Business Case

The core idea of this article traces back to a scenario which was faced in one of our recent projects. 
We had a requirement for a system which could process incoming flat files. The metadata of the files will be fixed. All sounded straightforward until the last part.The file was generated by a automated process so it was not certain what will be the maximum number of columns. A good majority of the columns were optional so not many rows had any value. This made it difficult to set the mappings at design time as the connection manager couldn't parse out a full list of columns. It was not easy to determine the maximum number of columns manually as files were huge. 
This article explains how number of columns can be determined at design time and mappings can be set for a file with varying number of columns across rows.


Consider a sample file with data as below


If you analyze this file carefully its rows are having unequal number of columns. To make illustration simpler I've just given a file with 6 columns maximum but in the actual case file had much more columns. 
If you try to use this file as a source inside a data flow task and use a standard connection manager it will parse the file data as below

Notice the highlighted portion. You can see that the connection manager interprets the columns based on delimiters present in first row ie in the example as 3 columns with 3rd column containing values of rest of columns merged together.

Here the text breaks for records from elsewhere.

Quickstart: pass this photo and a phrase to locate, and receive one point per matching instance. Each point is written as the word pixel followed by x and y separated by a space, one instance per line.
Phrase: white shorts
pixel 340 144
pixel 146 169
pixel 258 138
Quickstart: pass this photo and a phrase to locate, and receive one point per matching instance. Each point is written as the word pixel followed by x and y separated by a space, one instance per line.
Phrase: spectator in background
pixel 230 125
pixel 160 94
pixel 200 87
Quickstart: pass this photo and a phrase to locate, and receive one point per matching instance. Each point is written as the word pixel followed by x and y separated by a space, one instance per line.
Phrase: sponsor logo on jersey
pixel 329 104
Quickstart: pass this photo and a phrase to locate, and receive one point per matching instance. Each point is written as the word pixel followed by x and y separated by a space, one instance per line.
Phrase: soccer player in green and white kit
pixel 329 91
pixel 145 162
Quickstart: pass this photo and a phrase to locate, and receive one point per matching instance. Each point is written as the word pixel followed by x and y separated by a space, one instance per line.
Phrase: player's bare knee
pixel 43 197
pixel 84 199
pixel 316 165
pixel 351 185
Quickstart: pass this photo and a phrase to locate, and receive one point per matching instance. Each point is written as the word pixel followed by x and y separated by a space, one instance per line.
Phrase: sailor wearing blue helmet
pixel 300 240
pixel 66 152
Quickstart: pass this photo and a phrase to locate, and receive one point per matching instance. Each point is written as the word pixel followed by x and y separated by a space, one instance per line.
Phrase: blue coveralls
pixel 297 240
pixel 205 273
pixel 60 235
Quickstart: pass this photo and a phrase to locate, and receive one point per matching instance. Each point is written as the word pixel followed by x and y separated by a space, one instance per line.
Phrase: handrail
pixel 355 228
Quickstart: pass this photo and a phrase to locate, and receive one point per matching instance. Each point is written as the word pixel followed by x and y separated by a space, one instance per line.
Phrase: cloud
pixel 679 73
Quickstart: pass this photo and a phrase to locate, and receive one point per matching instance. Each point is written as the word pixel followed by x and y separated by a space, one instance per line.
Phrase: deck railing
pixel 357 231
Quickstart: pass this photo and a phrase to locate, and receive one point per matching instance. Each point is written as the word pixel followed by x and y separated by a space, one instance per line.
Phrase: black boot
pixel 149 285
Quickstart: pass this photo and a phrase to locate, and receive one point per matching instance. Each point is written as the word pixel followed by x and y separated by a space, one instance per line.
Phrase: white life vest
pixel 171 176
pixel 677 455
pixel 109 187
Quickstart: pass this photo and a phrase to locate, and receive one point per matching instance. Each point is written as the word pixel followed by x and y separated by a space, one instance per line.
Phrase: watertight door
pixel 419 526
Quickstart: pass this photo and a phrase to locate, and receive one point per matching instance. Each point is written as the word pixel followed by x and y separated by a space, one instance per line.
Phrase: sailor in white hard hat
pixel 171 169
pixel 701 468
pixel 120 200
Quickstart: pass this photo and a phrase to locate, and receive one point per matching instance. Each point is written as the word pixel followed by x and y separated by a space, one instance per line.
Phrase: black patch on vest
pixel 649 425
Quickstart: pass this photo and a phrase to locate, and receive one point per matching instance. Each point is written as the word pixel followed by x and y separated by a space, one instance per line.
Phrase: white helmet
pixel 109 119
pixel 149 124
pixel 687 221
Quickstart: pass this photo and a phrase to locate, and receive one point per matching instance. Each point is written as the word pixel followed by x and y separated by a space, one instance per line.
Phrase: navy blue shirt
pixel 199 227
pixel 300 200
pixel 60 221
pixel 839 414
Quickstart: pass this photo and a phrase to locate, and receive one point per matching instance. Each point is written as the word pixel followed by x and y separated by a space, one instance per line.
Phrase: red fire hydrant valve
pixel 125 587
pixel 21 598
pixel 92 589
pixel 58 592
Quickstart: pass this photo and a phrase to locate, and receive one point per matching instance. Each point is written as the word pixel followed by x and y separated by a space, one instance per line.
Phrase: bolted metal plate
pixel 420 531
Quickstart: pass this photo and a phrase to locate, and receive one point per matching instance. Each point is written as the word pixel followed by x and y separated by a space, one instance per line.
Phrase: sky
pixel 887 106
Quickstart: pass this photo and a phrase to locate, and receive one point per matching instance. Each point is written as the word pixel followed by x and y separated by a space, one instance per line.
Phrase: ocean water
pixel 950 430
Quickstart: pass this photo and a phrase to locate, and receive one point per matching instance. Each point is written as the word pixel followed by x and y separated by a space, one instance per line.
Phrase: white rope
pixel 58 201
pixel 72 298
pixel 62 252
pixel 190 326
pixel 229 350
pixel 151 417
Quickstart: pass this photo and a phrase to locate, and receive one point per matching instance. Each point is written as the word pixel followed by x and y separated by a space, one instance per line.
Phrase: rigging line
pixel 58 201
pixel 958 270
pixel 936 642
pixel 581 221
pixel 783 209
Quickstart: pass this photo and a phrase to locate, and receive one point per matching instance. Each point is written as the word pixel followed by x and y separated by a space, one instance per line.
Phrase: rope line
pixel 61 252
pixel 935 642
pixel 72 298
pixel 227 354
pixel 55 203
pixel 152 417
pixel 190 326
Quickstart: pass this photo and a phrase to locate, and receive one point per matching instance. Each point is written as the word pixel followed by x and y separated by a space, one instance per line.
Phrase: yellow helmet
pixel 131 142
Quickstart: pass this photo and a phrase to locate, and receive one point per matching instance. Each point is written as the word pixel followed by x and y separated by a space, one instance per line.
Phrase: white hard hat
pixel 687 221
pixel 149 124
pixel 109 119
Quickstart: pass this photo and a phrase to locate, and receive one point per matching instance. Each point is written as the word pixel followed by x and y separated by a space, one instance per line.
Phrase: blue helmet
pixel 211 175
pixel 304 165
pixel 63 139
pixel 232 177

However the sample file actually has a maximum number of 6 columns with the 3rd row containing values for all the columns.
The challenge is how to make flatfile connection manager interpret the column values correctly.

This can be handled using two approaches which we can see in detail below

Approach 1: Using a Staging Table and Doing T-SQL String Parsing

This is the easier approach if you have the rights to create and can afford a staging table. The steps involved will be the below

Create a data flow task with flat file source and OLEDB destination tasks.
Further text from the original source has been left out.